Le 24 février 1922, la troupe du Grand -guignol, sise impasse Chaptal à Paris, se prépare à son spectacle du soir. La tension est palpable car ils sont victimes d’intimidations d’un boucher de la Villette, leur ancien pourvoyeur clandestin de sang de bœuf pour leurs drames, qu’ils ont congédié. De plus, on a annoncé que le fonctionnaire de police Marlier serait dans la salle ; or, ce dernier ne cherche qu’une chose : faire exercer la censure sur le théâtre pour qu’il ferme. Choisy le directeur, Ratineau le régisseur, De Lorde l’un des auteurs phares, Paulais et Maxa les têtes d’affiche cherchent alors à adoucir in extremis ce que les pièces peuvent contenir de « dérangeant » pour sauver leur théâtre.
Dans le même temps, le baron autrichien Andreas Vogt, fervent admirateur du répertoire de ce théâtre avant la guerre, de retour à Paris pour la première fois depuis la fin du conflit pour une mission diplomatique, s’apprête à goûter à nouveau aux joies de l’épouvante et décide de pimenter le tout d’une petite dose de cocaïne pour l’apprécier encore davantage en se fournissant auprès de la pègre de Montmartre.
Mais la soirée des uns et des autres ne prendra nullement le tour escompté…et le plus horrible ne se produira pas forcément sur scène !

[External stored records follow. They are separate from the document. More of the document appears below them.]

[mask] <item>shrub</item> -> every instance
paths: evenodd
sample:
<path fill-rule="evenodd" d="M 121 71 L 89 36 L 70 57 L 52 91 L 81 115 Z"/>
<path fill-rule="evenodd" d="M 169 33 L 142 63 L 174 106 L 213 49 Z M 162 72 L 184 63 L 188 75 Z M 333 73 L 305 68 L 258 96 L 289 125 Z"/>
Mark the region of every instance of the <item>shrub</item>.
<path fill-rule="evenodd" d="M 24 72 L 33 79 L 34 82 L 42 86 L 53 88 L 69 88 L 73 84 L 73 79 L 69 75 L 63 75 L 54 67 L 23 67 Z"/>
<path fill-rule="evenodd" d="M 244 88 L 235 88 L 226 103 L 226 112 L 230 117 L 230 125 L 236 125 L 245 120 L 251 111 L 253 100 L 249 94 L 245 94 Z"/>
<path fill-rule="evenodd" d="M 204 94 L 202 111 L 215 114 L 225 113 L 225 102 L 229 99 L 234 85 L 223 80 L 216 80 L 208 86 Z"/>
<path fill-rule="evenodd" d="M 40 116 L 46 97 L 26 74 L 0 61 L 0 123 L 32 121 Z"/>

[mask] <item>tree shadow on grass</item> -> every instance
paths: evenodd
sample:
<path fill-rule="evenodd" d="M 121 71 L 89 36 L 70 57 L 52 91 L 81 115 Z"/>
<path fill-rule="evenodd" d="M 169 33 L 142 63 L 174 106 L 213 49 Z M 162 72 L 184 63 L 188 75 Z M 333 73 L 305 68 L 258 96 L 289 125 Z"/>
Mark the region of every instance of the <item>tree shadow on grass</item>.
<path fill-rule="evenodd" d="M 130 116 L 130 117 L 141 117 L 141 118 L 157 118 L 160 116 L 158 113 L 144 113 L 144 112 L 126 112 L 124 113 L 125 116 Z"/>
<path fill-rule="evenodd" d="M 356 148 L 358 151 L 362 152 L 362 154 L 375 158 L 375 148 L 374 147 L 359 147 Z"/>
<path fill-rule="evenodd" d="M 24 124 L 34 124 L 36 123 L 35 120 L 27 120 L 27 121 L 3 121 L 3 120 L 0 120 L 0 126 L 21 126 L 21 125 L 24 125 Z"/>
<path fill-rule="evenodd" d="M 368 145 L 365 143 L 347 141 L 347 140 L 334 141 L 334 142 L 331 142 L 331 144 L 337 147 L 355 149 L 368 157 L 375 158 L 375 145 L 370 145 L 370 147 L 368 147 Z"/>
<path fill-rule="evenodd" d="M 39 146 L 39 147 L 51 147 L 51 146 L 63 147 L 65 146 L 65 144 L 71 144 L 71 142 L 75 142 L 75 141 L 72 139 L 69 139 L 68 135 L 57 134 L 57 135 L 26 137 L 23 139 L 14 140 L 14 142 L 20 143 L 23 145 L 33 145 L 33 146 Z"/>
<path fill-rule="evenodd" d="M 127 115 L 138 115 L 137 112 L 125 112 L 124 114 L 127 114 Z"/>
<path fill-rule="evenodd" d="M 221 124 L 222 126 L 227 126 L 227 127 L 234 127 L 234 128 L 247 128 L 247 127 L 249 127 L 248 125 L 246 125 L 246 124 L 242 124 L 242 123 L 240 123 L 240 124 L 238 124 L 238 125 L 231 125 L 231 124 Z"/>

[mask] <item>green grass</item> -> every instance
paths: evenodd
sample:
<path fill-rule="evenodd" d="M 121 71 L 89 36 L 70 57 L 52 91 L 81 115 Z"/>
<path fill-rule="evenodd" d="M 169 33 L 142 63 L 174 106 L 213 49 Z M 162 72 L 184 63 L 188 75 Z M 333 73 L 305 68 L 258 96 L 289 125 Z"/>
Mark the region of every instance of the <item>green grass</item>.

A l’issue de ce long roman (près de 400 pages), vous saurez tout ou presque sur le théâtre du Grand Guignol , petite salle parisienne aux fauteuils verts et aux loges grillées, au public très varié ( petites gens du quartier et membres de la haute société venus s’encanailler en galante compagnie dans le secret des alcôves). Théâtre qui connut son apogée dans les années folles et finit par extension par désigner le genre théâtral dans lequel il était spécialisé et à entrer comme antonomase dans le langage courant - « c’est grand-guignol » ou « grandguignolesque » - pour qualifier des œuvres abusant de la violence et d’effets grandiloquents en français mais aussi en anglais, en allemand, et en espagnol. Cyril Camus, universitaire de formation (auteur d’une thèse sur « le Mythe et la fabulation dans la fiction fantastique et merveilleuse de Neil Gaiman » et de nombreux articles sur Alan Moore, les comics, les réécritures de Shakespeare ou encore le fantastique postmoderne) a fourni un très grand travail de documentation comme en témoigne la bibliographie placée à la fin de l’œuvre dans le chapitre « coulisses ».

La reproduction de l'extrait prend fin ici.